On the night of Wednesday, the first of May 1776, three men gathered at the house of a young law professor, Adam Weishaupt, in the Bavarian town of Ingolstadt.
They had decided to found a secret order to undermine the social system, at first called the Orden der Perfektibilisten (The Order of Perfectibilists). Weishaupt had been working on the plans for this order ever since 1770.
Among the three guests were two of Weishaupt’s students: Prince Anton von Massenhausen, who had helped work out the rules of the Order, and Franz Xaver Zwack, only registered as a member on the 22nd of February 1778.
There was also another man who later went under the pseudonym Tiberius, though nothing more is known about him. The historian Nesta Webster (actually Julian Stern) claimed that the French Count Honore Gabriel Riqueti de Mirabeau, a member of a Dutch Masonic Lodge, was also among the founding members.
All the members used pseudonyms in connection with their work. Weishaupt called himself Spartacus, Massenhausen became Ajax and Zwack Cato. The historical Porcius Cato had demanded the total destruction of the city-state of Carthago. Mirabeau was called Arcesilas, but in 1786 his alias became Leonidas (Nesta H. Webster, “Secret Societies and Subversive Movements”, London, 1924, p. 205).
Mirabeau was a famous French orator who had contracted enormous debts. Weishaupt came into contact with Mirabeau through certain Jewish bankers. Mira-beau was blackmailed into joining the Illuminati. (Nikolai Dobrolyubov, “Secret Societies in the Twentieth Century”, St. Petersburg, 1996, p. 23.)

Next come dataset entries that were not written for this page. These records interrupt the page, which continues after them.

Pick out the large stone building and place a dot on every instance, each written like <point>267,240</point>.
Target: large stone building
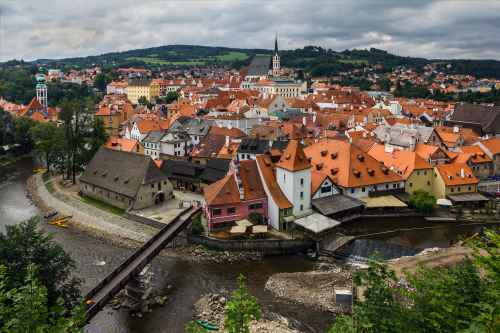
<point>125,180</point>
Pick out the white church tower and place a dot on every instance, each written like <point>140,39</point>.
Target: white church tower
<point>41,91</point>
<point>293,173</point>
<point>276,59</point>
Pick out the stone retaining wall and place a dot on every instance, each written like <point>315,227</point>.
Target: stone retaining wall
<point>265,246</point>
<point>92,218</point>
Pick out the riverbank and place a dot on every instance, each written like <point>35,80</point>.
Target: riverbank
<point>115,229</point>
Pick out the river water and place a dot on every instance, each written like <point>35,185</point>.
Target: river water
<point>189,280</point>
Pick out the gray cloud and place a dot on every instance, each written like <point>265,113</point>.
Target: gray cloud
<point>31,29</point>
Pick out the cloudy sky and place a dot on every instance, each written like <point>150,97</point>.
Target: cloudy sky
<point>31,29</point>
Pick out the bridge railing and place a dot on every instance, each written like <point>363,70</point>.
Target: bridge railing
<point>134,256</point>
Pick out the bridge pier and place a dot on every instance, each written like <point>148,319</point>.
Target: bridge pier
<point>138,290</point>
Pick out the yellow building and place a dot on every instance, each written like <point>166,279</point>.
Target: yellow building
<point>142,87</point>
<point>416,172</point>
<point>451,179</point>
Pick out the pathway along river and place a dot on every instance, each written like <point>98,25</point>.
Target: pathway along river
<point>189,280</point>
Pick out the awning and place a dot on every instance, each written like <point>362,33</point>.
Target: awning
<point>467,197</point>
<point>259,229</point>
<point>317,223</point>
<point>336,204</point>
<point>385,201</point>
<point>244,223</point>
<point>238,230</point>
<point>444,202</point>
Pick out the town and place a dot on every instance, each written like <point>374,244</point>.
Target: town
<point>193,189</point>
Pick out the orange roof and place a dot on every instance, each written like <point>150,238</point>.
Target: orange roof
<point>493,145</point>
<point>231,132</point>
<point>120,143</point>
<point>250,180</point>
<point>293,158</point>
<point>266,168</point>
<point>456,174</point>
<point>222,192</point>
<point>403,162</point>
<point>425,151</point>
<point>347,165</point>
<point>473,153</point>
<point>317,178</point>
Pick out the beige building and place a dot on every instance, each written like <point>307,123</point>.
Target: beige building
<point>125,180</point>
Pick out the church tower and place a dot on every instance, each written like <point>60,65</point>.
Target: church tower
<point>41,91</point>
<point>276,59</point>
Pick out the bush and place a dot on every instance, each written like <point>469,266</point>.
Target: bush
<point>197,228</point>
<point>423,202</point>
<point>256,218</point>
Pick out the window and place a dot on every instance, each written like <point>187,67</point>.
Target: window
<point>326,189</point>
<point>255,206</point>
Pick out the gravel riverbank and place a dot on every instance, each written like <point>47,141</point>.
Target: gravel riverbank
<point>313,288</point>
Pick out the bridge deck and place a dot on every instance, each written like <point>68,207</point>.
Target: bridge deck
<point>117,279</point>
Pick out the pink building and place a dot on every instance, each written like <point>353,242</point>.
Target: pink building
<point>227,203</point>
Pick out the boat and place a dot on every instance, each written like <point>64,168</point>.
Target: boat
<point>50,215</point>
<point>206,325</point>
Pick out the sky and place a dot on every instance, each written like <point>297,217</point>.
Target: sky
<point>33,29</point>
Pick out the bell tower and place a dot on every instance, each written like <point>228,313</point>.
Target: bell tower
<point>41,91</point>
<point>276,59</point>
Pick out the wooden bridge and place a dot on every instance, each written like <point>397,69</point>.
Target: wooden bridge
<point>97,298</point>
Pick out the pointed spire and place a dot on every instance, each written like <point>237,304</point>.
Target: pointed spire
<point>276,44</point>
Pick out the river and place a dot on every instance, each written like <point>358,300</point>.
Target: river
<point>191,280</point>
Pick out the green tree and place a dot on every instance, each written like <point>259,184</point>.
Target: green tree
<point>422,201</point>
<point>463,298</point>
<point>241,309</point>
<point>143,100</point>
<point>26,308</point>
<point>48,140</point>
<point>101,81</point>
<point>23,245</point>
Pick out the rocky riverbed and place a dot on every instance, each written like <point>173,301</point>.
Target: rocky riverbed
<point>211,307</point>
<point>314,288</point>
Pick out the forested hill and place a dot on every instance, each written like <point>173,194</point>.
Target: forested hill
<point>315,60</point>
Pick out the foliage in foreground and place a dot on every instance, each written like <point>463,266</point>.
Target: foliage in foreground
<point>241,309</point>
<point>24,245</point>
<point>422,201</point>
<point>26,308</point>
<point>463,298</point>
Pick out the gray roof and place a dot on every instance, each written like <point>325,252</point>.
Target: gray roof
<point>317,223</point>
<point>402,135</point>
<point>336,204</point>
<point>154,136</point>
<point>260,65</point>
<point>121,172</point>
<point>253,146</point>
<point>488,117</point>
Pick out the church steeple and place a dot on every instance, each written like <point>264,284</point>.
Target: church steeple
<point>276,58</point>
<point>276,45</point>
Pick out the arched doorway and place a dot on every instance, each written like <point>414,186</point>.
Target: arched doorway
<point>160,197</point>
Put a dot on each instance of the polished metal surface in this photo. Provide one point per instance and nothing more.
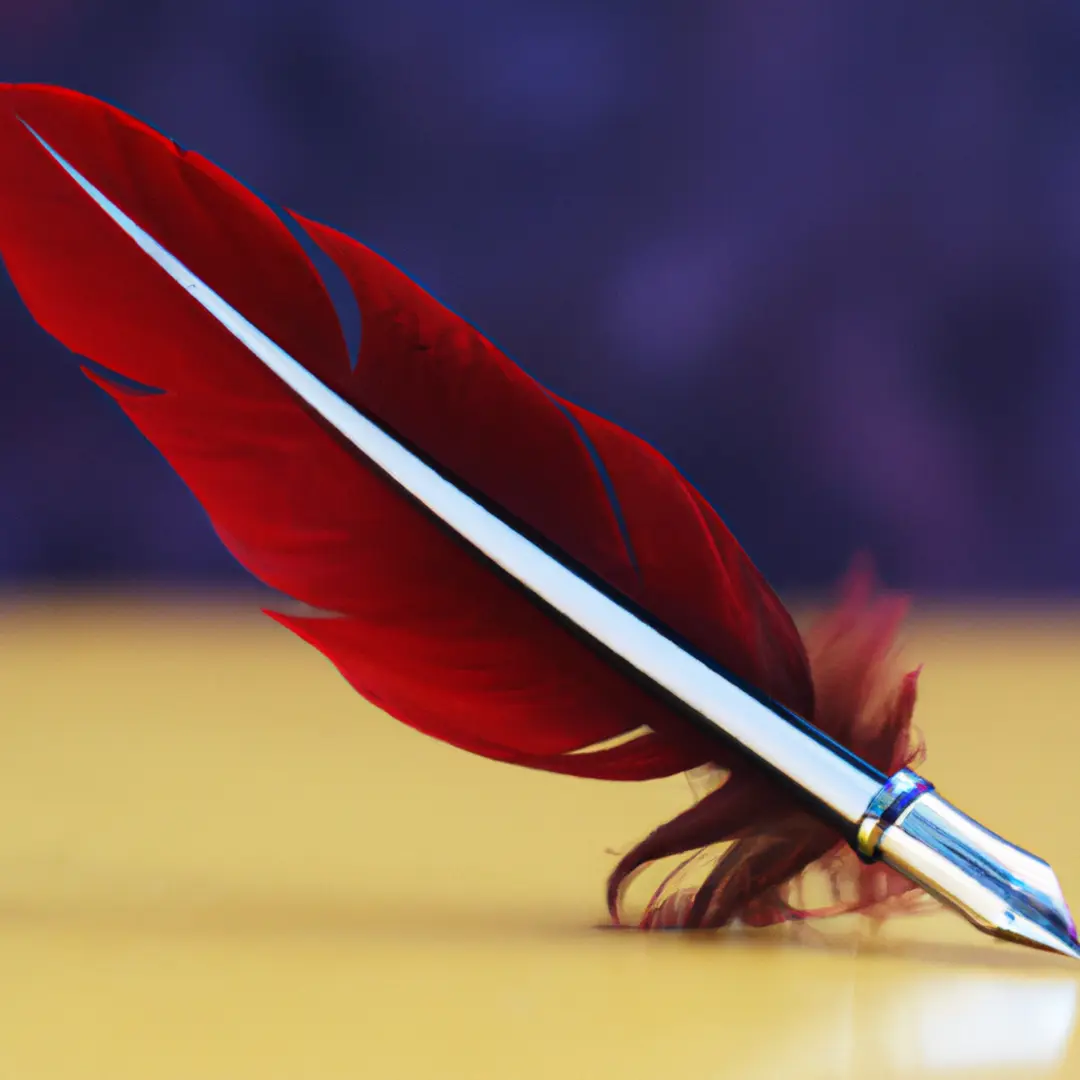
(217, 862)
(839, 784)
(899, 792)
(1000, 888)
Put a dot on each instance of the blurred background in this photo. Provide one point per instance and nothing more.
(826, 257)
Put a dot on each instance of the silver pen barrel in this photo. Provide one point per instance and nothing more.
(901, 820)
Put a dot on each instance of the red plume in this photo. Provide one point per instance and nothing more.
(423, 630)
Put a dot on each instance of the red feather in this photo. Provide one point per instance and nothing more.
(424, 631)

Cities and areas that were important to the Illuminati were given ancient names:
Ingolstadt was called Ephesus, Munich Athens, Bavaria Achaia, Vienna Rome, Landshut Delphi, Austria Egypt and so on.
With the help of confiscated documents, it can be seen that the Illuminati used the Persian calendar, where October was called Meharmeh, November Abenmeh, December Adarmeh, January Dimeh, etc.
The lawyer Franz X. Zwack received his doctor’s degree and became advisor to Count Salm in Landshut where a great deal of the Illuminati’s archives was brought.
Not long afterwards, in 1779, the Order was renamed Orden der Illuminaten. Their primary watchword was: “The Illuminati must control the world!” But first Adam Weishaupt wanted a German unification. In 1779, Spartacus (Weishaupt) had written a letter to Marius (Jakob Anton von Hertel) and Cato (Zwack) and suggested a change of name.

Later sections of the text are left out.